Liberdade é uma palavra. Os significados que se associam a ela são os mais diversos. O argumento do texto vai no sentido de que o “politicamente correto” oprime a liberdade dele. Principalmente dele, pois é a sua perspectiva que sofre com as limitações da vida em sociedade. Não estou aqui para defender o politicamente correto, apenas para demonstrar a falta de conteúdo do intelectual e preocupação com a escolha desse artigo oco para avaliar os professores estaduais.
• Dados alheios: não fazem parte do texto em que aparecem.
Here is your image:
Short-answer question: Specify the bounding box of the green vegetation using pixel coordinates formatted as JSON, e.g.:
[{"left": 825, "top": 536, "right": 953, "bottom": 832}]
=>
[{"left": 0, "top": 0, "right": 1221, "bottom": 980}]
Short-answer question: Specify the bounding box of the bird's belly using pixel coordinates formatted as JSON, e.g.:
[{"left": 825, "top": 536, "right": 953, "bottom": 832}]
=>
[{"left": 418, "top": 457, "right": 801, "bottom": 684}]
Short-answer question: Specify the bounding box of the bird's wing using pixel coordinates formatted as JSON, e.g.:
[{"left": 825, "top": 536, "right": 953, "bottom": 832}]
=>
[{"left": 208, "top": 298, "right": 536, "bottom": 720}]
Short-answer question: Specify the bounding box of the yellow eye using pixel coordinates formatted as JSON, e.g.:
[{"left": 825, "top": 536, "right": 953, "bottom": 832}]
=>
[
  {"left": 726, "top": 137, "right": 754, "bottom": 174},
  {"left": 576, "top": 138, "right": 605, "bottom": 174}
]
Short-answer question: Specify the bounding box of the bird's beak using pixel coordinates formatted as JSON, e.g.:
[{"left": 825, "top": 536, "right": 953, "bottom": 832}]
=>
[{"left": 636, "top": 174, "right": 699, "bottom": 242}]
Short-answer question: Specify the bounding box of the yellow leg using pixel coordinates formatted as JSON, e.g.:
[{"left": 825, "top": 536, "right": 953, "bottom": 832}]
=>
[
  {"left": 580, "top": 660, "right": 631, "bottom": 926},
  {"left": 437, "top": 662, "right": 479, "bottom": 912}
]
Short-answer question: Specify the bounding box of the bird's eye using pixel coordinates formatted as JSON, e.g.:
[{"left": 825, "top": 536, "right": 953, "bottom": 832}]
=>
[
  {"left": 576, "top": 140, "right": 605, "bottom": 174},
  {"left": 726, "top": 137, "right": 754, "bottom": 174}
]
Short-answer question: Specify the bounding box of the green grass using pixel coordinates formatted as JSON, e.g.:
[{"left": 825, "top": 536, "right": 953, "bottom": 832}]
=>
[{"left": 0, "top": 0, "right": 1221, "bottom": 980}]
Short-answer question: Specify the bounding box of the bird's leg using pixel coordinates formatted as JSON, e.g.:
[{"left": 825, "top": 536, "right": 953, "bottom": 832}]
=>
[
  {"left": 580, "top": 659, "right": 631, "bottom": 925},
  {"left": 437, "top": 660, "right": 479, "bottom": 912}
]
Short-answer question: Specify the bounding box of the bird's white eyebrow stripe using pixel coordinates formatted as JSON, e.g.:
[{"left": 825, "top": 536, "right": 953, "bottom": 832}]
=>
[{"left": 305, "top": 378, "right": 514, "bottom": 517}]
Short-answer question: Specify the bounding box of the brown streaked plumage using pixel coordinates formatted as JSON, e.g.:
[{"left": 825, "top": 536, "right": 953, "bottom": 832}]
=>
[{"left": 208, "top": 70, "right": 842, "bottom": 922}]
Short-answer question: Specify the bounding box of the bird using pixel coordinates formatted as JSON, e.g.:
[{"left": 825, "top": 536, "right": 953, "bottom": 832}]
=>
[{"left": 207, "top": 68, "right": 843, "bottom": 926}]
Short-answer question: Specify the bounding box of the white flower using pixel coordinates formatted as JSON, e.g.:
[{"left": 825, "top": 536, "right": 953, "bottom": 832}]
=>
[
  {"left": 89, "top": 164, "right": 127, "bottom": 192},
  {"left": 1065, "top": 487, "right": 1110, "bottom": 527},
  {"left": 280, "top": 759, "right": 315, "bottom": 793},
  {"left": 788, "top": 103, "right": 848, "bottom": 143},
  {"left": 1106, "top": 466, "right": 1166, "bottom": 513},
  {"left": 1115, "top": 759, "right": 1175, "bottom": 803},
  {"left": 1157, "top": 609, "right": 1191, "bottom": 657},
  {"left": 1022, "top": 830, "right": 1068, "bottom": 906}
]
Para não dar muita vazão a sua pobreza política ele mesmo assume, sem mais delongas, “A minha [política] pode ser entendida como uma política herdada de autores como Isaiah Berlin... prefiro sempre os britânicos aos franceses ou alemães... prefiro a liberdade à felicidade”. E aí que começa o problema. Senão vejamos as preocupações infantilóides que estão no jornal e no concurso: “O Canadá é um dos países mais totalitários no que se refere à repressão ao uso livre da linguagem e à crítica aos costumes da nova casta fascista que empesteia o mundo”; “Tiraram o cachimbo da boca do Saci. Eu, que sou um amante de cachimbos e charutos cubanos (e viva la Revolución!!), me senti diretamente afetado”; “O fascismo 'verde' chega ao ponto de tirar das crianças uma música divertida para torná-las defensoras dos gatos” (no caso, atirei o pau no gato); “Como era bom jogar baratas mortas no lanche das meninas só para ver elas pularem deliciosamente das suas cadeiras em lágrimas”.
Nesse samba do crioulo doido, tudo que contraria esse marmanjo imaturo se mistura com o ideal político que ele detesta. A sociedade vaticinada por Orwell está acontecendo por que ele não tem mais liberdade para jogar baratas na comida alheia, nem para fumar seus fétidos cachimbos pouco se importando com os demais. Isso é totalitarismo, revolução cultural chinesa (!), revolução cubana, ideais franceses... ou seja, tudo que foge da visão liberal e neoliberal do mundo não presta e atrapalha o mimado articulista.
Mas isso absolutamente não importa. Talvez um pequeno choque de vida severina fosse a posologia suficiente para cura dessa aborrescência tardia. O que preocupa é esse texto ser usado como balizamento na prova dos professores. Alguém mais colérico já iria à beira de uma crise de nervos com tamanha sandices. “É um teste também para o controle emocional” replicaram os otimistas.
O entendimento e assimilação do texto é condição de aprovação no concurso. Quem o aceita e faz eco se encaixa no estereótipo de “educador dos extratos mais rampeiros” da sociedade. Já quem imagina uma sociedade diferente, onde não se jogam baratas para apavorar e impressionar as meninas, está fora do padrão estabelecido. Quem pensa em brincadeiras como forma de emancipar, e não de intimidar, é considerado “politicamente correto”. Quem pensa em liberdade para todos, com as devidas preocupações sociais e ambientais que o mundo de hoje inspira, graças a degradação que o capitalismo impôs, é carta fora do baralho. A academia moderna, pensada pelo e para o capital, não poderia se auto-destruir, plantando em suas sendas as sementes da revolução.
E esse duro papel, é o que está reservado ao professor das gerações vindouras, de um país que apesar da mentalidade da sua elite, teima em se insubordinar contra quem insiste em mantê-lo na pequenez de seus próprios horizontes.